# konigsi (mbenge regal) vs ngara mdoka



## peteybertrand (Aug 20, 2014)

I recently ordered some fish off like the two in question look pretty much identical to each other. They are both juveniles. The only difference I see is one is "darker" than the other. The bad part is one died sunday and I have no idea which one he was. Any way of determining the one I still have would be?


----------



## lilscoots (Mar 13, 2012)

if it's male, wait til it grows and colors up, it it's female, you'll never know.


----------



## peteybertrand (Aug 20, 2014)

I was goin to avoid that if I could because they are around 2" and get along great. I thought if I get them younger that they may not be soo territorial when they get older. I just dont like adding fish when the other have been together for sometime. That way the new one doesnt get run out of the pack


----------



## lilscoots (Mar 13, 2012)

You're kind of out of luck, unless they're colored, it's impossible to tell most peacocks apart. There are some with very different mouths but those two don't.


----------



## lilscoots (Mar 13, 2012)

also, as similar as they are colored it'd be quite some time even when they do color up. sorry.


----------



## noki (Jun 13, 2003)

Actually you may be able to tell them apart somewhat.
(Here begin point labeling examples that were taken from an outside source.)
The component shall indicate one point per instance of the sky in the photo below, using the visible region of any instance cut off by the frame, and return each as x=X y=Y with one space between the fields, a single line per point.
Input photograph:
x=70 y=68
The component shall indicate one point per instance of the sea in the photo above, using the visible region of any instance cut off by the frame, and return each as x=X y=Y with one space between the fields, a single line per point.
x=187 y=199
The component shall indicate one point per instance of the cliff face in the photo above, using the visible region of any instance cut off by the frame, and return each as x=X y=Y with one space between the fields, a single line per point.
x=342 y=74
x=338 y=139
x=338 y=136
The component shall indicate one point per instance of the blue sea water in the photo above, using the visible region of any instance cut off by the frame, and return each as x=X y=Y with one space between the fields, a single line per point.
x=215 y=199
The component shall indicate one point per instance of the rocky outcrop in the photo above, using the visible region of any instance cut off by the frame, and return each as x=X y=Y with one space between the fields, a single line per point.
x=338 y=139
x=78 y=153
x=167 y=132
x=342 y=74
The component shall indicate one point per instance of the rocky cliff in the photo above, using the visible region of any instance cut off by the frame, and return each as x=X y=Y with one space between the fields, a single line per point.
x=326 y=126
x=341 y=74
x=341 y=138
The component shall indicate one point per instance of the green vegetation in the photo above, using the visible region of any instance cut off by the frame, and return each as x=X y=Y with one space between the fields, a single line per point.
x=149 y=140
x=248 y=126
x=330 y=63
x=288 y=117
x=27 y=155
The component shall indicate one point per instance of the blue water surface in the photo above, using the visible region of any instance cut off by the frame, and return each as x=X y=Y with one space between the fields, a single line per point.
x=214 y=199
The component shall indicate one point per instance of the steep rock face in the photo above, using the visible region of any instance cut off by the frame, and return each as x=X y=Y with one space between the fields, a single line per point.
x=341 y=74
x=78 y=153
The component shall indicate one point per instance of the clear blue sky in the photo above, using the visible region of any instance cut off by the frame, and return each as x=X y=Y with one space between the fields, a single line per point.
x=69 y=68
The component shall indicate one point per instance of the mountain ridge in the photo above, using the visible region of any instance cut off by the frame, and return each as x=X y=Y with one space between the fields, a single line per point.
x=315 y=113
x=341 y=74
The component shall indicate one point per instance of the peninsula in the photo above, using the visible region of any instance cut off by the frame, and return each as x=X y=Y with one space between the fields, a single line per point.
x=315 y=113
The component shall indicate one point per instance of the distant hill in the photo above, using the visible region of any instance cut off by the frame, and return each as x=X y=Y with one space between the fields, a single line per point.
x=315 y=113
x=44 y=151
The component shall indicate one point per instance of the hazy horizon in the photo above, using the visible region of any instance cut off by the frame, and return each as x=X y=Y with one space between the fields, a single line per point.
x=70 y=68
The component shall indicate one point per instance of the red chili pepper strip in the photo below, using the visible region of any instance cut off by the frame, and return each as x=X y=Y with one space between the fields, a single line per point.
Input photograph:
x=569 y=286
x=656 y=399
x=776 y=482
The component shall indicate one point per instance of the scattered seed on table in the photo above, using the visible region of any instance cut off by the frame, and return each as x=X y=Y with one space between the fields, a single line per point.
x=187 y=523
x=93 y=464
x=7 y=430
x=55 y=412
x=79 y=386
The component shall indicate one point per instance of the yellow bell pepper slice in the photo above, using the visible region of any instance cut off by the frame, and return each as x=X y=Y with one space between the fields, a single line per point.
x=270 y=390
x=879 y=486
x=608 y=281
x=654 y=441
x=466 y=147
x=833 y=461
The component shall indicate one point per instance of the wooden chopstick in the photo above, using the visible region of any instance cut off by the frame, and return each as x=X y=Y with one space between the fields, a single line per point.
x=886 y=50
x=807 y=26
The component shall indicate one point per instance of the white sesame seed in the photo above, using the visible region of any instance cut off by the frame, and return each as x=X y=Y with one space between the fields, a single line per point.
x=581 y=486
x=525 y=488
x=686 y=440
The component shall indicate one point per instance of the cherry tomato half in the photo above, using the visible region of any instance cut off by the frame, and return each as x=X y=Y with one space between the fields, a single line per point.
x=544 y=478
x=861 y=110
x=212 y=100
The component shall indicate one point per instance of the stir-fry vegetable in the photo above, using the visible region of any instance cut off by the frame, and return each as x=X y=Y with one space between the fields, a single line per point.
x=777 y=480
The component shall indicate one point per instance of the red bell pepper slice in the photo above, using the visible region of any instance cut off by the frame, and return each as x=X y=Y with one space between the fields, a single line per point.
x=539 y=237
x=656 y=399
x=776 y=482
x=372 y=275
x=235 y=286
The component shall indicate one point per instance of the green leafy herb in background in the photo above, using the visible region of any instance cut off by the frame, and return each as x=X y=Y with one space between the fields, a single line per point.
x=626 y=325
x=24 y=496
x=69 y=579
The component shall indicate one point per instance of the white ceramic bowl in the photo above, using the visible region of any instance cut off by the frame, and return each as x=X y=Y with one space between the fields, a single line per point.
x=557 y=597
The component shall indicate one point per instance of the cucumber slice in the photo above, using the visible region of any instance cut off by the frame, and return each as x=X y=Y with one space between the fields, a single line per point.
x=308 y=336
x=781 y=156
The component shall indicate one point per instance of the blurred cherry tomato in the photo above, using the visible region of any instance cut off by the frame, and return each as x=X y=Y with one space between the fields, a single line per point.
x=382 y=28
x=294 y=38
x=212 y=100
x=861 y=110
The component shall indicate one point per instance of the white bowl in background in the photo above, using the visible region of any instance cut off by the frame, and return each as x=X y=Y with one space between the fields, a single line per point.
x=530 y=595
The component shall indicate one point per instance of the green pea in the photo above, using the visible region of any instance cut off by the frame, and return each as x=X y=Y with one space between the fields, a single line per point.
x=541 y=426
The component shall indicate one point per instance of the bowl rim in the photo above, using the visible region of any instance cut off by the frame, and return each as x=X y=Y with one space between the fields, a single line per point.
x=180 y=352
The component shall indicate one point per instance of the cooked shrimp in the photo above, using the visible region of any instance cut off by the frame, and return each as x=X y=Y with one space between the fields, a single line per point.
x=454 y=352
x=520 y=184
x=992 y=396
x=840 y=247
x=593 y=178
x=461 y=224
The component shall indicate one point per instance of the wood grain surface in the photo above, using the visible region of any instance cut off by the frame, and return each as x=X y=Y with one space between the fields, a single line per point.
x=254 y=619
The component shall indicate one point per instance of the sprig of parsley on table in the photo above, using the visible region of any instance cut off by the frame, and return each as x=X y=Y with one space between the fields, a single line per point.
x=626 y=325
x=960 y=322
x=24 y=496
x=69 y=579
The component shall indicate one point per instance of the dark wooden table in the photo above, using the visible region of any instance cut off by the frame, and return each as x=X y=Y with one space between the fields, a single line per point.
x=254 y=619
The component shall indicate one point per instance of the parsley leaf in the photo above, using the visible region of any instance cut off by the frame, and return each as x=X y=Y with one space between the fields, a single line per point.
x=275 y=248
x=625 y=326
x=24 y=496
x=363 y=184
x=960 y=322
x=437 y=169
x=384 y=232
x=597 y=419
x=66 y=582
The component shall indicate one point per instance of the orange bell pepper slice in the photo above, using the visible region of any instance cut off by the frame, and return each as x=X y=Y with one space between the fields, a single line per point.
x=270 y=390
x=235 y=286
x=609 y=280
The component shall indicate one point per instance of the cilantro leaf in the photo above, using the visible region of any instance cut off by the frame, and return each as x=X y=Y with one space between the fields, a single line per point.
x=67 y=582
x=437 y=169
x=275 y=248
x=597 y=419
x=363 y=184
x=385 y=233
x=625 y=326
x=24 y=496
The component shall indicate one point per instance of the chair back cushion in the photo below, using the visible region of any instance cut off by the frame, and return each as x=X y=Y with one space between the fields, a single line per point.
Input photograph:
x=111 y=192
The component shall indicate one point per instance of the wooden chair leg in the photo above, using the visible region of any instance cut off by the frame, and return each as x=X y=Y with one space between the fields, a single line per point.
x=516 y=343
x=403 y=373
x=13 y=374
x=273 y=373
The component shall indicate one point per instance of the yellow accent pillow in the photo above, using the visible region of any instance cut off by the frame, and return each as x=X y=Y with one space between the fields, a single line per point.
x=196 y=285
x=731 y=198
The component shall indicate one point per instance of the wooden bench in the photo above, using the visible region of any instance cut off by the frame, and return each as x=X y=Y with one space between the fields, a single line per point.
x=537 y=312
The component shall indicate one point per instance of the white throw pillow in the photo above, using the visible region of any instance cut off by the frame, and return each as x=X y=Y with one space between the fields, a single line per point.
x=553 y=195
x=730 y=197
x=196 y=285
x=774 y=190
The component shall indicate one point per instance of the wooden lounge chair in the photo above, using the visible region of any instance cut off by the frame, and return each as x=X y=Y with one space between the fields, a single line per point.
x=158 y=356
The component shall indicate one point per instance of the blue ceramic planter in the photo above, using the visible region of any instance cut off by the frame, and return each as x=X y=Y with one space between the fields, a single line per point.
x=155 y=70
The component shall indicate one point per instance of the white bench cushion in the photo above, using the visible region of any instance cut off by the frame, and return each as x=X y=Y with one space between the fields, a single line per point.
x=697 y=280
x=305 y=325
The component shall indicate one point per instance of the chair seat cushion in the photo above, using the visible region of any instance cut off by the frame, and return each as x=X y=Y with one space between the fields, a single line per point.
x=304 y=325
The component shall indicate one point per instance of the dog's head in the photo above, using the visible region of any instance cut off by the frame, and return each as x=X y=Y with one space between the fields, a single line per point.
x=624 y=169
Ngara juveniles have faint thinner bars on brownish body, similar to most Stuartgranti races.

Koningsi "Mbenji" juveniles tend to have thicker bars that are less neat and more pronounced. They look somewhat different from most other Stuartgranti types. Fish do vary thou, and change with mood.


----------



## noki (Jun 13, 2003)

Koningsi males also have more of a black edge to the fins
http://www.davesfish.com/images/Aulonocara koningsi.jpg


----------



## peteybertrand (Aug 20, 2014)

The one that died it was easy to tell the barring. His "flesh" color was lighter. But the one I currently have he is very dark. Hard to see barring on him. But I think hes dark because his blue is coming in, as he's approching 3". So I think I have the ngara mdoka that is alive.


----------



## peteybertrand (Aug 20, 2014)

this is the one that I still have


----------



## noki (Jun 13, 2003)

Yes, the other one sounds like a Koningsi. That would make the one left as the Ngara, thou it is impossible to tell exactly what that one is.

Ngara male gets a blue head and dorsal first, the side gets more yellow than you would think at first until the male gets full color.


----------



## peteybertrand (Aug 20, 2014)

Thanks noki. Guess I will have to order me another blue regal


----------